The DAG and Mercurial¶
Distributed version control systems (DVCS) like Mercurial (and Git) utilize a directed acyclic graph (DAG) for representing commits. This DAG is how the history of a repository is stored and often represented.
To help understand how this works, we’ll be using Mercurial commands to show and manipulate the DAG.
We start by creating an empty Mercurial repository with an empty graph:
$ hg init repo
$ cd repo
The Mercurial command for inspecting the repository history (and the
DAG by extension) is hg log
. Let’s run it on our empty repository:
$ hg log -G
No output. This is confirmation that the graph is empty.
Note
We use -G
throughout this article because it is necessary to
print a visual representation of the DAG.
Adding Nodes¶
We’ll need to create nodes to make our DAG interesting. The way we do this is by committing. But first, we need something to commit.

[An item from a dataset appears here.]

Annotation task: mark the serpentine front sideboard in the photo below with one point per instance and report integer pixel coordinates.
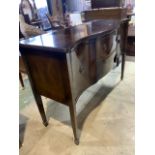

Let’s create a file:
$ echo 1 > file
Then we tell Mercurial that we’re interested in storing the history of this file:
$ hg add file
We then use hg commit
to create a new node (changeset in Mercurial
parlance) and add it to the DAG:
$ hg commit -m A
(-m A
says to use A
for the commit message).
Now let’s take a look a the DAG:
$ hg log -G -T '{desc}'
@ A
Note
-T '{desc}'
tells Mercurial to only print the description or
commit message from the changeset/node. Without it, output would be
much more verbose.
It looks like we have a single node - denoted by @
and A
.
This graph / repository state isn’t very interesting. So, we perform another commit:
$ echo 2 >> file
$ hg commit -m B
And then inspect the DAG:
$ hg log -G -T '{desc}'
@ B
|
o A
This is slightly more interesting!
The B
node has been introduced. That is pretty obvious.
A
has its node represented by a o
. B
has its node represented
by @
. Mercurial uses @
to represent the node currently attached
to the working directory. This will be discussed later.
The first column has grown a vertical pipe character (|
) between
the two entries. In graph terms, this is an edge. While the visualization
doesn’t indicate it, B
internally stores a pointer back to A
.
This constitutes the edge and since the edge is directional
(B
to A
), that makes the graph directed (the D from
DAG).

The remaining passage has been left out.